Grossly received skin covered excision specimen, cut section of which showed a circumscribed grey white firm lesion with areas of haemorrhage and necrosis measuring 6x5x4.5cm (Figure 2). Microscopic examination showed an infiltrative neoplasm composed of oval to spindle cells arranged in diffuse sheets with numerous multinucleated giant cells in between. Individual tumour cells have moderate cytoplasm, pleomorphic hyperchromatic nucleus with bizarre forms. Osteoid formation and neoplastic bone formation by tumor cells seen (Figure 3). Mitosis 8-9 per mm2. Areas of necrosis (<50%) and hemorrhage seen. Immunomarkers for SATB2 (Figure 4) and CDK4 were positive in tumour cells. MDM2 was negative. Proliferation index with Ki67 (Figure 5) was high (40%), hence the case was diagnosed as giant cell rich variant of ESOS.
Discussion
Extraskeletal osteosarcoma (ESOS) is a rare soft tissue tumor, most often located in the deep soft tissues of the extremities. Common locations of ESOS are deep soft tissue of the thigh, upper extremity and retroperitoneum. ESOS occurring in the subcutaneous tissue is extremely rare, seen in <10% of the cases. Computed tomography (CT) and magnetic resonance imaging (MRI) are preferred radiological investigations in case of ESOS. CT may show central calcification within the lesion, but its absence does not exclude the diagnosis. In MRI lesion is hypointense on T1 weighted images and hyperintense on T2-weighted images.The primary treatment involves surgical resection with wide resection margins and adjuvant chemoradiation. 1
The histological variants of ESOS consist of osteoblastic variant, chondroblastic variant, fibroblastic variant, giant cell rich variant, telangiectatic variant, and small‑cell varaint, among which osteoblastic being the most common subtype. Giant cell-rich osteosarcoma, is a rare variant of osteosarcoma. Giant cell rich osteosarcoma contains a large number of benign and malignant multinucleated osteoclastic giant cells. Giant cell rich osteosarcoma can easily be mistaken for giant cell tumour due to the histological similarity. 2 Special AT-rich sequence-binding protein 2 (SATB2) is a sensitive marker for osteoblastic lineage and is positive in malignant bone and soft-tissue tumors with osteoblastic differentiation or bone formation. In a study conducted by Conner and Hornick 89% cases of ESOS were positive for SATB2. 3
Metastatic osteosarcoma has to be ruled out before making the diagnosis of primary ESOS. In our case, clinical examination and other investigations did not identify any other mass or lesion in bone and other organs. Primary ESOS has also be differentiated from radiotherapy-induced osteosarcoma. Development of osteosarcoma after radiation depends on factors like dosage of radiation, associated chemotherapy, age of the patient, and genetic susceptibility to oncogenesis. Majority of radiation induced osteosarcoma arise from bone, but radiation-induced extraskeletal osteosarcoma has also be reported. Our patient had no history of radiotherapy, thus excluded radiotherapy-induced ESOS. 4, 5
ESOSs are generally present as large tumour masses with an average diameter of 9 cm. Tumour size is the most important prognostic factor, as the patients with lesions >5 cm have a bad prognosis. 6 Giant cell rich ESOS has a poor prognosis, the overall 5 years survival rate is 25% to 66%. 7 Local recurrence and metastasis are common, the lung is the most common site of metastasis and so the close follow up of the patient is necessary. 8 Usually local recurrences and distant metastases are reported within 3 years.
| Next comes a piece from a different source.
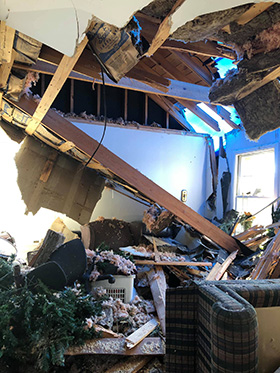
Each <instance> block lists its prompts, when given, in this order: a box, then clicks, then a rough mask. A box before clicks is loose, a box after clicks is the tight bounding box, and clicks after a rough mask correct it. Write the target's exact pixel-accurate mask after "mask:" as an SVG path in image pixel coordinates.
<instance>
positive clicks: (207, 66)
mask: <svg viewBox="0 0 280 373" xmlns="http://www.w3.org/2000/svg"><path fill="white" fill-rule="evenodd" d="M189 55H190V57H195V58H197V59H198V60H199V61H200V62H201V64H202V66H204V67H205V68H206V69H207V70H208V71H209V72H210V74H211V76H213V73H212V71H211V70H210V69H209V67H208V66H207V65H205V64H203V61H202V59H201V58H199V57H198V56H197V55H196V54H191V53H189Z"/></svg>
Role of other clinico-pathologic prognostic factors like histologic subtype, mitotic rates, cellularity, nuclear pleomorphism, tumour necrosis, initial treatment, and presence of metastases at diagnosis are under debate. 9, 10 The survival rates of subcutaneous ESOS are comparably better than deep seated tumours, may be due to earlier diagnosis and prompt treatment in case of the superficial lesion. 11
Conclusion
The giant cell rich variant of ESOS is a rare malignant mesenchymal tumour of the soft tissue. Clinico-radiological correlation, histopathological analysis and immunohistochemical testing help to confirm the diagnosis of this tumour. Due to high risk of recurrence and metastasis, early detection is critical for effective management. Surgery and chemotherapy are the standard treatment options and close monitoring of patients after treatment is necessary.